Progesterone is a steroid hormone that plays a significant part in the reproductive system of many mammals. It is primarily synthesized in the ovaries by a temporary structure called the corpus luteum, which forms after ovulation. Smaller amounts of this hormone are also produced by the adrenal glands. The main function of progesterone is to prepare the uterine lining for the potential implantation of a fertilized egg and to regulate the timing of the menstrual cycle. This hormone is also important for maintaining a pregnancy once conception has occurred. Because its production is tied directly to the body’s reproductive state, a level considered “normal” changes dramatically depending on whether an individual is menstruating, pregnant, or post-menopausal.

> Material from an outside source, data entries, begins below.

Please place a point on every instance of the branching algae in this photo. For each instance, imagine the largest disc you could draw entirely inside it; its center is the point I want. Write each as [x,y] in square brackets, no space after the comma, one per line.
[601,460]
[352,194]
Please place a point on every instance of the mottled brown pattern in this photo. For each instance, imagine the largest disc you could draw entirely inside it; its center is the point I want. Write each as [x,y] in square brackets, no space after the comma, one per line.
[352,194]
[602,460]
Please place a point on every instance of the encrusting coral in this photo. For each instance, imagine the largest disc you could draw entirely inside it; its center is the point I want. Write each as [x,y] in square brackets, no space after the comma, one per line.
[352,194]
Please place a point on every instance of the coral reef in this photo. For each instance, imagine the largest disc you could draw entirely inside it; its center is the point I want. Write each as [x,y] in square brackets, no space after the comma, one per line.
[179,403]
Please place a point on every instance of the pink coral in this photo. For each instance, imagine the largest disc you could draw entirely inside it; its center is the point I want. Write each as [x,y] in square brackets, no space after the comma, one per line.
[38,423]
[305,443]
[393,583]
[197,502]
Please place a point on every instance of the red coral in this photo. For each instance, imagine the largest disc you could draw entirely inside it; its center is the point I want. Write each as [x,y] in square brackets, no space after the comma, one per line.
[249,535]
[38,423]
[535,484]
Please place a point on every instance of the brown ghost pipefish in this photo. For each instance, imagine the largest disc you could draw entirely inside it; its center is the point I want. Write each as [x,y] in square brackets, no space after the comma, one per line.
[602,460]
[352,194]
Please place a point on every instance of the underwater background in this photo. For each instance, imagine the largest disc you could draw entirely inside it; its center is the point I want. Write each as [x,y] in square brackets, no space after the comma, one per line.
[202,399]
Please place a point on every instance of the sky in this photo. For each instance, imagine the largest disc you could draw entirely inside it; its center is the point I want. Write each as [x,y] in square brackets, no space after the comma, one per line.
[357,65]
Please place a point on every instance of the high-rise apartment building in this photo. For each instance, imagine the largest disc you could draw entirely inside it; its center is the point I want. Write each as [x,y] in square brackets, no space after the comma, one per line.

Progesterone Levels Across the Menstrual Cycle
The concentration of progesterone fluctuates widely throughout the reproductive years, reflecting the different phases of the menstrual cycle. During the follicular phase, which starts on the first day of menstruation and lasts until ovulation, progesterone levels are naturally at their lowest baseline, usually less than 1 nanogram per milliliter (ng/mL) of blood.
The hormone’s concentration begins to rise slightly just before ovulation. Following the release of an egg, the remnants of the follicle transform into the corpus luteum, which becomes the primary source for progesterone production. This structure secretes large amounts of the hormone, causing a significant elevation.
This increase defines the luteal phase, during which progesterone works to thicken the endometrium, making the uterus receptive to an embryo. Progesterone levels in the mid-luteal phase generally fall between 5 to 20 ng/mL. If fertilization does not occur, the corpus luteum breaks down, causing a rapid drop in progesterone that triggers the start of menstruation.
Target Levels During Pregnancy
If conception takes place, the corpus luteum remains active under the influence of human chorionic gonadotropin (hCG), and progesterone levels continue to climb to support the developing pregnancy. In the first trimester, progesterone is essential for maintaining the uterine lining and preventing uterine contractions. Expected levels during the first 12 weeks of gestation typically range between 10 to 44 ng/mL.
As the pregnancy progresses into the second trimester, the placenta takes over the bulk of progesterone production from the corpus luteum. This shift is accompanied by a further increase in the hormone’s concentration in the bloodstream. Levels in the second trimester are generally found between 19.5 to 82.5 ng/mL, reflecting the placenta’s growing capacity.
By the third trimester, the placenta is producing substantial amounts of the hormone, which is necessary for uterine quiescence and preparing the mammary glands. Progesterone levels at this stage are at their highest, often falling within the range of 65 to 290 ng/mL. The maintenance of these high concentrations is fundamental to sustaining the pregnancy to term.
Interpreting High and Low Results
A progesterone result that falls outside the expected range for an individual’s physiological state can provide important diagnostic information. Low results in a non-pregnant individual during the luteal phase may suggest that ovulation did not occur (anovulation), or that the corpus luteum is not producing enough hormone (luteal phase defect). Persistently low levels are a common factor when investigating challenges with fertility.
In early pregnancy, a low progesterone level can be a significant indicator of a potential issue with the gestation. It may suggest a non-viable pregnancy, such as a threatened miscarriage, or it could be associated with an ectopic pregnancy where the embryo has implanted outside the uterus. A level under 10 ng/mL in the first trimester is often a strong concern that requires further clinical evaluation.
Conversely, higher-than-expected progesterone levels can also point to certain conditions. Naturally high levels outside of pregnancy are often attributed to the presence of functional ovarian cysts, which are temporary fluid-filled sacs that can produce hormones. Very elevated progesterone may be a sign of specific adrenal gland disorders, such as congenital adrenal hyperplasia, or certain types of ovarian tumors. During pregnancy, an extremely high result can sometimes be associated with a molar pregnancy or a multiple gestation, such as twins.
Baseline Levels and Testing Context
The lowest, most consistent progesterone levels are observed in individuals whose bodies are not actively undergoing the menstrual cycle or pregnancy. In post-menopausal women, the ovaries cease their cyclical function, and progesterone concentrations generally fall to less than 1 ng/mL. Similarly, men maintain a low, steady concentration of the hormone, typically measuring less than 1 ng/mL, as it serves as a precursor for other steroid hormones.
The timing of a progesterone test is a major factor in interpreting the result, especially when assessing ovulation. To accurately confirm that ovulation has occurred and to check the function of the corpus luteum, testing is ideally performed during the mid-luteal phase. For someone with a regular 28-day cycle, this typically falls around day 21.
However, the correct timing is actually seven days after ovulation, not a fixed calendar day, meaning the test date must be adjusted for shorter or longer cycles. Levels of progesterone can also experience minor fluctuations throughout the day, which means that a single measurement is considered a snapshot of the hormone’s concentration at that specific moment in time.